LFL Trash Talk: Join Shea Norton’s Booty Fan Club

MTV Clutch is kicking off a new series, LFL Trash Talk. In each post, you’ll get to meet the sexiest, most-skilled athletes in the Lingerie Football League. Each player took off her pads to answer random questions about football, pop culture and deep-fried foods.

Seattle Mist linebacker Shea Norton thinks of herself as the Mist’s Ray Lewis: aggressive, smart and kind of scary. Shea and her teammates kick off their 2011-2012 season in Green Bay tonight (Friday, Sept. 30 at 10/9c Friday on MTV2), and she gave us a preview of the trash-talking she’s ready to spit. It’s not very nice. Also, if you like booty, you’re a fit for Shea’s fan club.
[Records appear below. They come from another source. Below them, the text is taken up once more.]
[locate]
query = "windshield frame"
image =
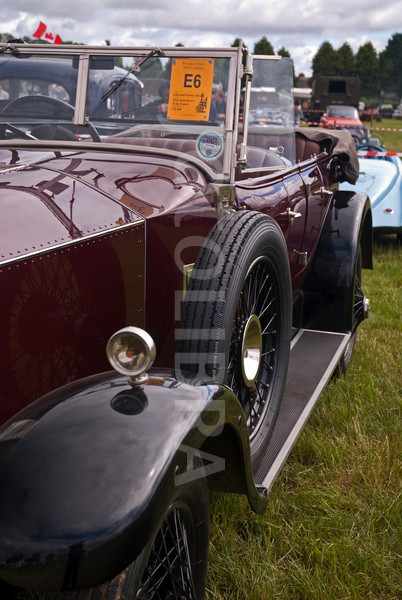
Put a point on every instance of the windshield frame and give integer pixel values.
(231, 157)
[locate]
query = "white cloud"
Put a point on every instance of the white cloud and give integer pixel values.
(301, 28)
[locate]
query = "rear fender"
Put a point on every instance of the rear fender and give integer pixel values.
(329, 287)
(86, 479)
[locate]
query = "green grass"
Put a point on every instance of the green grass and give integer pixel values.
(334, 517)
(333, 526)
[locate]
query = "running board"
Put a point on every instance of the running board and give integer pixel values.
(314, 356)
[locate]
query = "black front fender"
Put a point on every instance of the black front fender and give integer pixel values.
(85, 482)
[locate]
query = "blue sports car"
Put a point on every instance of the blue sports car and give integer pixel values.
(380, 177)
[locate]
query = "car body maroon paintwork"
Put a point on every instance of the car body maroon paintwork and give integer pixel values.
(108, 220)
(94, 217)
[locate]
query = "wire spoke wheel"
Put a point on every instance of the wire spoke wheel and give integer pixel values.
(253, 349)
(236, 319)
(168, 574)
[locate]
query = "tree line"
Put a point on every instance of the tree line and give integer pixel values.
(380, 74)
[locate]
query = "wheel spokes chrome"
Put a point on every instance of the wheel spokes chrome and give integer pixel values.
(168, 575)
(257, 303)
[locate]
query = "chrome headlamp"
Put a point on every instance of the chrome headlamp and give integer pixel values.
(131, 351)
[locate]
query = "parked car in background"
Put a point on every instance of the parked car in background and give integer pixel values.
(380, 177)
(386, 111)
(345, 117)
(177, 289)
(369, 114)
(397, 114)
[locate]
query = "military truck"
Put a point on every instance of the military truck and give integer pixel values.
(328, 90)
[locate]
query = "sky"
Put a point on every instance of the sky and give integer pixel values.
(300, 27)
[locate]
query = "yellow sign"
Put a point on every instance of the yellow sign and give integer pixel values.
(191, 89)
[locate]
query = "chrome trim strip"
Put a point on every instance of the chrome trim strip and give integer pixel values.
(75, 241)
(285, 450)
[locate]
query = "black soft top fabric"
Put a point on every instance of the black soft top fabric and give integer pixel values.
(341, 146)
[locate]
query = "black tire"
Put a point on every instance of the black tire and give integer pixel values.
(240, 287)
(174, 565)
(357, 310)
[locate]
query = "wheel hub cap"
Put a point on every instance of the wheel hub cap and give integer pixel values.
(251, 350)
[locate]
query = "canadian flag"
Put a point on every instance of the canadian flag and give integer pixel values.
(44, 33)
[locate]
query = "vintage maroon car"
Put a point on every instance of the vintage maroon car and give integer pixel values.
(133, 222)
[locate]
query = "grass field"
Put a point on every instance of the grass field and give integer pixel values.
(333, 527)
(392, 139)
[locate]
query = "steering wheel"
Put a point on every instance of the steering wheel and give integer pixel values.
(47, 107)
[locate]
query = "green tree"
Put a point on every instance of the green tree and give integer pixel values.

What body part are you most proud of?
Gotta be the booty. It had its own fan club throughout junior high and high school.

Favorite beer or drink?
Anything vodka–got to love low cal/carb, so a strawberry lemon drop. But only during the off-season.

What’s your favorite Bill Murray movie?
“Zombieland”–Hilarious, and he dies!

If you could be one cartoon character, who would it be?
Rapunzel from “Tangled.” I already sing all the time, so it would be great if my hair would grow longer, stronger and become magical.

What’s the worst trash talking you’ve heard in the LFL?
Well, I’m about to tell my ugly Green Bay opponent that her mother must have s*** on her while giving birth. Haha…that just popped into my head.

Who’s your favorite NFL player and why?
Ray Lewis. His passion for the game and his team is so natural and explosive. He has fire that can’t be taught and charisma with his teammates on and off the field. That’s much like my role on our team. I am Seattle Mist’s Shea Lewis!

What’s the worst pick-up line you’ve ever heard?
“What’s the difference between pizza and sex? Wanna do lunch?”

The best pick-up line?
None at all. When you hear so many, it’s intriguing when someone doesn’t seem as interested in you or doesn’t throw himself at you.

Should toilet paper roll out from the bottom or the top?
I love it from the bottom but my child (Fancy, my kitty cat) tends to pull it all over the place, so we have to keep it on top.

What’s one word or phrase that should never be spoken again?
“Do you lift weights/work out?” No, I came out the womb like this, you idiot. And the word “Huh”–you sound like a dumbass and you know you heard me. You just have a lazy brain.